The Civil Justice Council’s ADR Working Party produced its ADR Interim Report last October, appropriately during Mediation Awareness Week. Within the Report is the recognition that there is a challenge to make ADR ‘culturally normal’. One way of trying to achieve this is to ensure that today’s students – including law students – are very familiar with ADR. To that end mediation competitions such as the National Mediation Competition held recently at the University of London on 26th and 27th January play an important role.
In line with the increasing number of undergraduate law courses which include a module on ADR, mediation competitions are arguably more significant now than the traditional moots. Over 20 institutions participated in the competition at the University of London last Friday and Saturday and over 60 nations will compete in Paris next week at the 13th International Chamber of Commerce (‘ICC’) Mediation Competition from schools across all continents. Having judged in both competitions, it is a genuine pleasure to see the participants of these competitions demonstrate enthusiasm both to practice their skills as well as learn from others. Ultimately their future clients will benefit from the added value their broader skillset provides.
Mediation is not of course the preserve of lawyers. It was interesting to note recently the growth in 2016 of non-lawyer mediators in an article which described the available post-graduate courses in mediation and conflict resolution. No-one doubts the need for these skills in an increasingly complex world and the more people who can navigate the least destructive course through conflict, the better.

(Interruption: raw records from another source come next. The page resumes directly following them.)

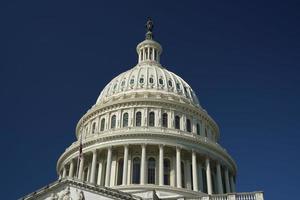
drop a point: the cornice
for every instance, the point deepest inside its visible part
(148, 101)
(181, 139)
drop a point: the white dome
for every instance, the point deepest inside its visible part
(148, 78)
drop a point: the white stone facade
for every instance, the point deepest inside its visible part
(147, 132)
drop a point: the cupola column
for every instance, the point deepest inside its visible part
(161, 165)
(125, 165)
(143, 164)
(93, 170)
(232, 183)
(194, 168)
(201, 183)
(178, 167)
(71, 170)
(219, 179)
(81, 164)
(64, 172)
(227, 185)
(208, 176)
(108, 166)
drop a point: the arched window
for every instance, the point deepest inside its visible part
(120, 172)
(125, 119)
(198, 129)
(151, 80)
(165, 120)
(102, 124)
(151, 171)
(161, 81)
(182, 175)
(138, 119)
(177, 122)
(151, 119)
(113, 122)
(85, 172)
(103, 174)
(94, 127)
(167, 169)
(188, 125)
(136, 170)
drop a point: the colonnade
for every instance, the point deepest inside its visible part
(190, 170)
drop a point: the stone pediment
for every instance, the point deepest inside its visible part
(69, 189)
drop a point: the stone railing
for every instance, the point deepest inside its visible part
(235, 196)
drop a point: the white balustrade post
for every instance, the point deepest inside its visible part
(93, 170)
(208, 176)
(219, 179)
(143, 164)
(125, 165)
(161, 165)
(178, 167)
(194, 167)
(108, 166)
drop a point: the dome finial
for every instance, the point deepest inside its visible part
(149, 26)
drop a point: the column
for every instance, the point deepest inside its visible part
(99, 178)
(194, 167)
(232, 184)
(202, 133)
(178, 167)
(71, 170)
(201, 184)
(143, 164)
(208, 176)
(108, 166)
(125, 165)
(64, 172)
(219, 179)
(227, 185)
(161, 165)
(81, 164)
(188, 174)
(93, 170)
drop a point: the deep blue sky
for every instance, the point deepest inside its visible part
(242, 59)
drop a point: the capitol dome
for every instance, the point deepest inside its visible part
(147, 131)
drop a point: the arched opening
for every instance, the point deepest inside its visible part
(151, 171)
(198, 129)
(120, 172)
(165, 120)
(113, 121)
(151, 119)
(177, 122)
(136, 167)
(93, 127)
(167, 170)
(138, 119)
(188, 125)
(102, 124)
(182, 175)
(125, 119)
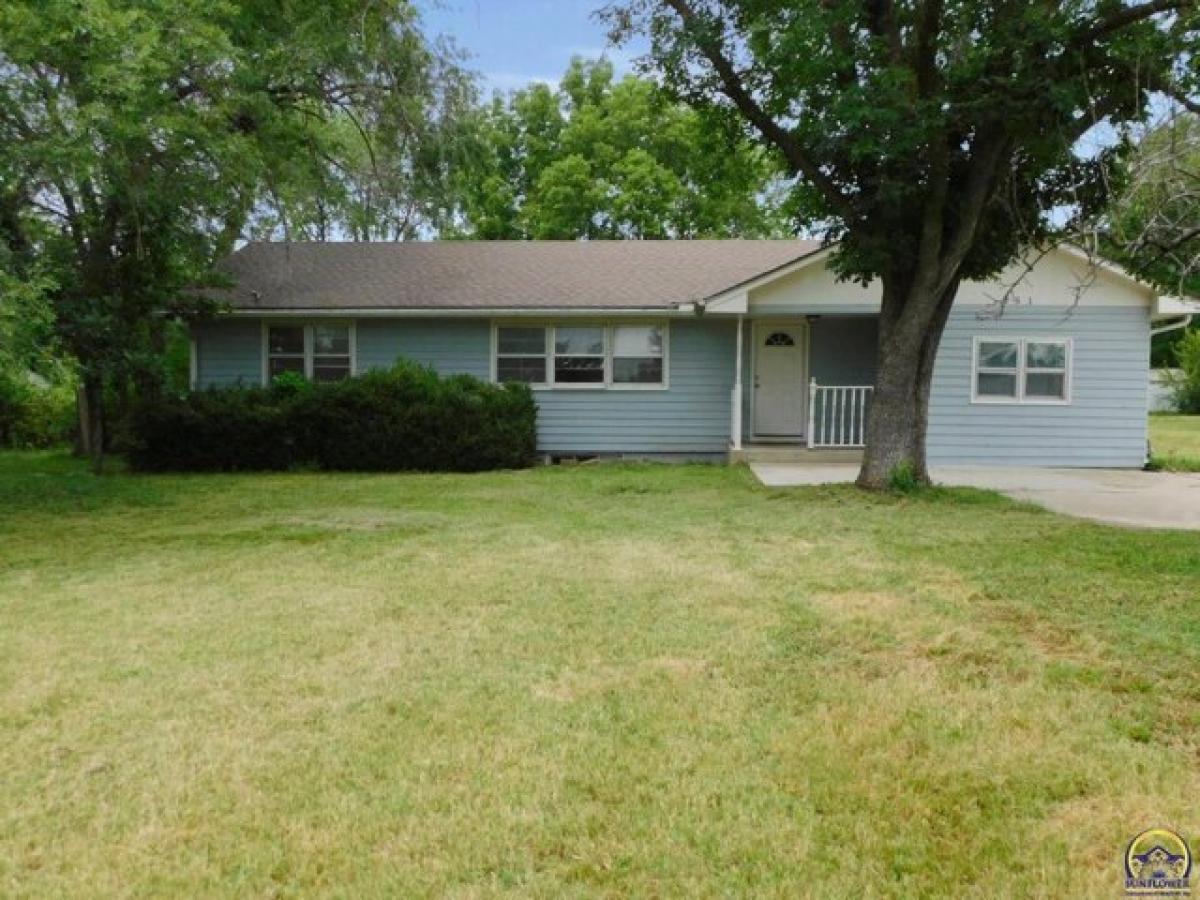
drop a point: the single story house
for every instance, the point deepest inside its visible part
(702, 348)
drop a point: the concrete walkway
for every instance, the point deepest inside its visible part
(1126, 497)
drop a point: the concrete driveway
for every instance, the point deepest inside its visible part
(1126, 497)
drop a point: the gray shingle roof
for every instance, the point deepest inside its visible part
(498, 275)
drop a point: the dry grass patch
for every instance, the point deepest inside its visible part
(599, 681)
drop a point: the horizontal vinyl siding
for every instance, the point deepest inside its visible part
(1103, 426)
(691, 417)
(228, 353)
(449, 346)
(843, 349)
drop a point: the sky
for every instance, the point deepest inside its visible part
(513, 42)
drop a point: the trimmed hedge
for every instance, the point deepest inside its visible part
(402, 419)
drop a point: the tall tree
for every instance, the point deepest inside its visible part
(933, 138)
(1153, 225)
(612, 159)
(139, 137)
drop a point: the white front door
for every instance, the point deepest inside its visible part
(779, 389)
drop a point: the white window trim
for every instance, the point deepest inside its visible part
(309, 355)
(549, 327)
(1021, 371)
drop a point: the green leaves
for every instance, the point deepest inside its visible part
(604, 159)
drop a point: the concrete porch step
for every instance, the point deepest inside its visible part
(796, 453)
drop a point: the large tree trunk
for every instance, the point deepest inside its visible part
(910, 333)
(91, 420)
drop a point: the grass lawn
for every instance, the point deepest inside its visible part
(1175, 441)
(624, 681)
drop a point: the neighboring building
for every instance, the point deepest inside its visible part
(701, 348)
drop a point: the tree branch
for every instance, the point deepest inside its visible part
(1129, 15)
(732, 87)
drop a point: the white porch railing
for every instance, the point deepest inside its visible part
(838, 414)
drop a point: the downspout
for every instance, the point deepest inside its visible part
(736, 405)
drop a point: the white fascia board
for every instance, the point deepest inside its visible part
(735, 303)
(481, 312)
(1171, 306)
(718, 303)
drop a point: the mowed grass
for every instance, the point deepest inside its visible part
(1175, 441)
(618, 681)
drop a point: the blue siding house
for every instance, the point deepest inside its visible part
(683, 349)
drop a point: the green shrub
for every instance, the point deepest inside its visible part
(34, 415)
(403, 419)
(1186, 385)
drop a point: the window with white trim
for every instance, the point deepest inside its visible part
(625, 355)
(579, 354)
(321, 352)
(637, 354)
(285, 351)
(521, 354)
(1015, 370)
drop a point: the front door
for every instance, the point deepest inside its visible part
(779, 388)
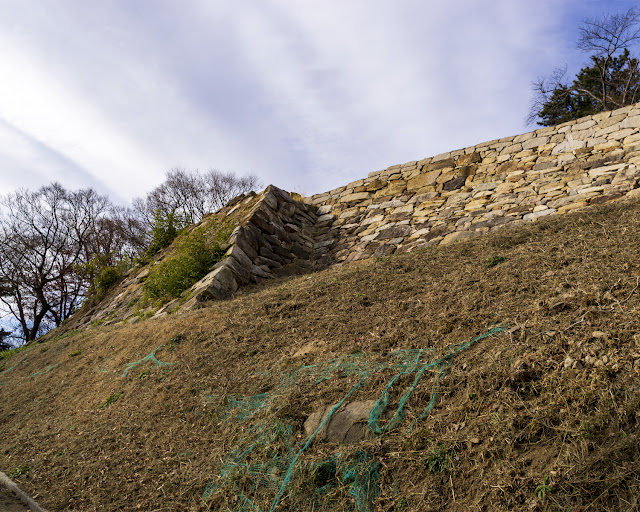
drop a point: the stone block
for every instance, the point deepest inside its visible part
(568, 145)
(423, 180)
(459, 236)
(471, 158)
(355, 197)
(534, 143)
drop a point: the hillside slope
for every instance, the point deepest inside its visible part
(209, 410)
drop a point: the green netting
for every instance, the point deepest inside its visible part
(46, 370)
(266, 464)
(11, 368)
(151, 357)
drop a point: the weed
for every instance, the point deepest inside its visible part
(437, 460)
(542, 489)
(586, 430)
(194, 255)
(65, 335)
(175, 341)
(19, 471)
(401, 505)
(6, 354)
(113, 398)
(493, 261)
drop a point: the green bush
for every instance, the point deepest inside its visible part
(164, 230)
(102, 274)
(194, 255)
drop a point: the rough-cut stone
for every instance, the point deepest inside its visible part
(568, 145)
(459, 236)
(393, 232)
(355, 197)
(423, 180)
(346, 426)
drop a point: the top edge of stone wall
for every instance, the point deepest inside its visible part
(615, 117)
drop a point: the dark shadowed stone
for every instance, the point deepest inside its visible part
(604, 199)
(455, 183)
(471, 158)
(448, 162)
(394, 232)
(299, 251)
(272, 264)
(347, 426)
(498, 221)
(507, 167)
(270, 255)
(384, 250)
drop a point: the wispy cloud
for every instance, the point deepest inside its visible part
(307, 95)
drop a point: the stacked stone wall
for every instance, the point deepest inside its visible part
(462, 194)
(439, 200)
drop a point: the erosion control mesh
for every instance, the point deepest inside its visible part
(266, 469)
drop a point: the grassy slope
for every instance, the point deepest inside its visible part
(516, 426)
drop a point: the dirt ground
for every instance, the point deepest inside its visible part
(173, 414)
(9, 502)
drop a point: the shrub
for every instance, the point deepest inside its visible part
(164, 230)
(102, 274)
(194, 255)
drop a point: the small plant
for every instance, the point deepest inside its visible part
(19, 471)
(544, 488)
(194, 255)
(6, 354)
(437, 460)
(113, 398)
(493, 261)
(175, 341)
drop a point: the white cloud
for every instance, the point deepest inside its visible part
(309, 95)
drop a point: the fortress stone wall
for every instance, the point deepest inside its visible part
(467, 192)
(438, 200)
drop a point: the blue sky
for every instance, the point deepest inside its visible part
(307, 95)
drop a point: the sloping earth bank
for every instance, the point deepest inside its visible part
(542, 415)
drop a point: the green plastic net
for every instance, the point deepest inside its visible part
(266, 470)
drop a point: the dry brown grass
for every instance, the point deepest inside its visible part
(512, 410)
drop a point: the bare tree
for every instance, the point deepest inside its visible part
(186, 196)
(611, 81)
(44, 236)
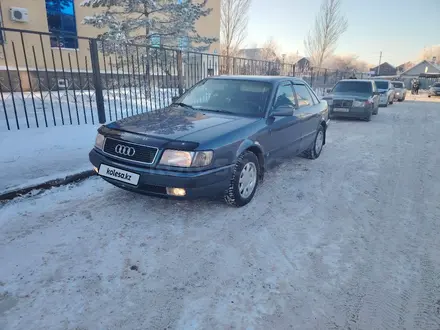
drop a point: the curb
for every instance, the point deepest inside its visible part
(47, 185)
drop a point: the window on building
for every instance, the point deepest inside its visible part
(303, 96)
(62, 23)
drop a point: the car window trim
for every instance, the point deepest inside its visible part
(281, 84)
(300, 84)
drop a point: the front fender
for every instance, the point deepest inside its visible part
(249, 144)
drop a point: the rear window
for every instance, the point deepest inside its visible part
(353, 87)
(381, 84)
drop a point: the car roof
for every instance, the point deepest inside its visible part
(270, 79)
(361, 80)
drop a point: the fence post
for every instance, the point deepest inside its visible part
(97, 81)
(179, 72)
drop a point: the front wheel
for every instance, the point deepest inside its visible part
(244, 180)
(315, 149)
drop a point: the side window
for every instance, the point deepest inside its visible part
(303, 96)
(284, 96)
(314, 97)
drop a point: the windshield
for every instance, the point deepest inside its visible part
(242, 97)
(353, 87)
(381, 84)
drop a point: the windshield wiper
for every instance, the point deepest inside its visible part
(184, 105)
(221, 111)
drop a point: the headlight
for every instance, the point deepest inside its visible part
(181, 158)
(99, 142)
(358, 104)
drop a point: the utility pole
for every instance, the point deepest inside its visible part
(380, 60)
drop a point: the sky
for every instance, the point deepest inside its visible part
(399, 28)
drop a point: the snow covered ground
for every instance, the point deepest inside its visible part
(348, 241)
(37, 155)
(63, 108)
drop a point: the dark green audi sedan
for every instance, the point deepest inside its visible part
(217, 139)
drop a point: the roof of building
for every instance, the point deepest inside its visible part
(383, 64)
(435, 66)
(271, 79)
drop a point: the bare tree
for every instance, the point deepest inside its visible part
(270, 50)
(233, 25)
(329, 25)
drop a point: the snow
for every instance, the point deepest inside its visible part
(347, 241)
(76, 107)
(34, 156)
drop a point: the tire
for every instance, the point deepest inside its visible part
(315, 149)
(232, 195)
(368, 118)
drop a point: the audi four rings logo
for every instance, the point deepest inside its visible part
(125, 150)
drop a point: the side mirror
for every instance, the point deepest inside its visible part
(283, 111)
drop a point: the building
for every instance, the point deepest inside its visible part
(427, 72)
(385, 69)
(69, 54)
(403, 67)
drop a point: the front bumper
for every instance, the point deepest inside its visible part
(352, 113)
(383, 100)
(208, 183)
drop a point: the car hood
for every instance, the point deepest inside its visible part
(348, 96)
(177, 123)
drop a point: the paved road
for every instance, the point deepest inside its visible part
(348, 241)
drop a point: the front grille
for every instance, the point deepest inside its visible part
(342, 104)
(142, 154)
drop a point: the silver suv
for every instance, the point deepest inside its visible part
(399, 90)
(434, 90)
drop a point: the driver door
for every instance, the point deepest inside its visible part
(284, 131)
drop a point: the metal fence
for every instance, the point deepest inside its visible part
(43, 86)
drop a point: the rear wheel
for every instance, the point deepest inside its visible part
(315, 149)
(244, 180)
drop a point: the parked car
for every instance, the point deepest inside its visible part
(353, 98)
(399, 90)
(434, 90)
(218, 138)
(386, 91)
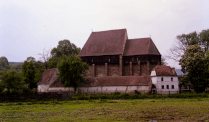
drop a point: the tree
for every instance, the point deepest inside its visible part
(192, 63)
(32, 71)
(45, 56)
(206, 66)
(181, 44)
(12, 80)
(71, 70)
(204, 40)
(64, 47)
(4, 65)
(163, 62)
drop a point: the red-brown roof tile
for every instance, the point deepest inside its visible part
(164, 71)
(47, 75)
(57, 83)
(142, 46)
(110, 42)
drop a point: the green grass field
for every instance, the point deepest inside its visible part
(169, 109)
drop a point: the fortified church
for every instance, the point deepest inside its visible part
(116, 64)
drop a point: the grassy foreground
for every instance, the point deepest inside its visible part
(169, 109)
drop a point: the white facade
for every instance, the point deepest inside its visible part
(165, 84)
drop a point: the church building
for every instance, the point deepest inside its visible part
(116, 64)
(111, 53)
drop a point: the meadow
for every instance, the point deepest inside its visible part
(165, 109)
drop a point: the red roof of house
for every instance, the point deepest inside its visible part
(47, 75)
(110, 42)
(164, 71)
(140, 46)
(116, 42)
(111, 81)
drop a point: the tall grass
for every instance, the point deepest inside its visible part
(138, 96)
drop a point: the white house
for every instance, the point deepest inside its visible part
(165, 80)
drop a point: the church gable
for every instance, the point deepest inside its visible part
(142, 46)
(110, 42)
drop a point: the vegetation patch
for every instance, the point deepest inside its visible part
(169, 109)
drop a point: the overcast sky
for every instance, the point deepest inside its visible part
(29, 26)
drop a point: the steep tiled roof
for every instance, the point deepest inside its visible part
(57, 83)
(164, 71)
(47, 75)
(111, 81)
(110, 42)
(140, 46)
(116, 42)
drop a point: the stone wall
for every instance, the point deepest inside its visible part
(113, 70)
(105, 89)
(100, 70)
(130, 69)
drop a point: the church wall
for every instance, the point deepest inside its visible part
(143, 69)
(100, 70)
(90, 71)
(126, 70)
(135, 70)
(104, 89)
(113, 70)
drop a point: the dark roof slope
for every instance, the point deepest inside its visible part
(111, 81)
(164, 71)
(47, 75)
(110, 42)
(142, 46)
(179, 72)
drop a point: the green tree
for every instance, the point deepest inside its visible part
(4, 65)
(204, 40)
(181, 44)
(12, 80)
(206, 66)
(32, 71)
(192, 63)
(64, 47)
(163, 62)
(71, 70)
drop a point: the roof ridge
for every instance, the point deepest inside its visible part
(108, 30)
(155, 46)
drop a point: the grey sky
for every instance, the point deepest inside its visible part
(29, 26)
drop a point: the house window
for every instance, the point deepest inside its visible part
(172, 86)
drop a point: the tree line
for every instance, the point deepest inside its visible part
(192, 52)
(64, 57)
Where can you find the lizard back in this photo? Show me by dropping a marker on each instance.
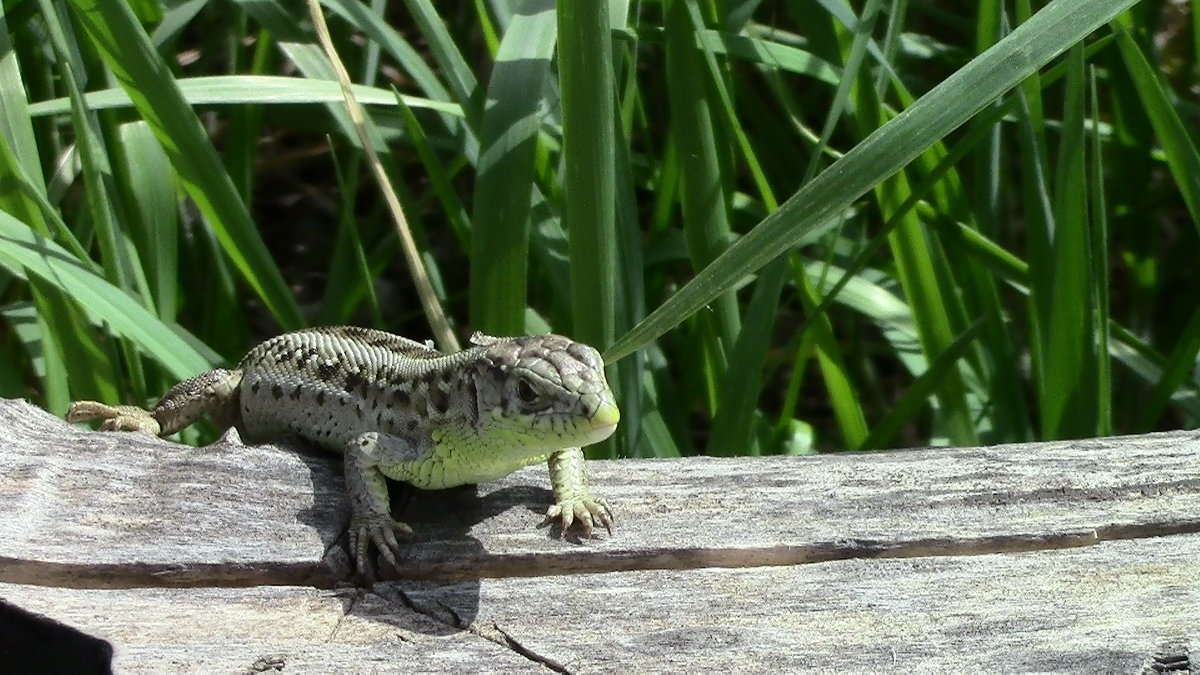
(329, 384)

In the Working Party’s view, standards and consistency are identified as requiring improvement to prompt greater judicial and public confidence in ADR and mediation. As the number of students and public who learn about mediation grows, it is hoped that education will accelerate the process of making mediation and ADR the cultural norm. A welcome achievement could be to reach greater openness towards exploring time and cost-efficient ways to resolving disputes, sooner.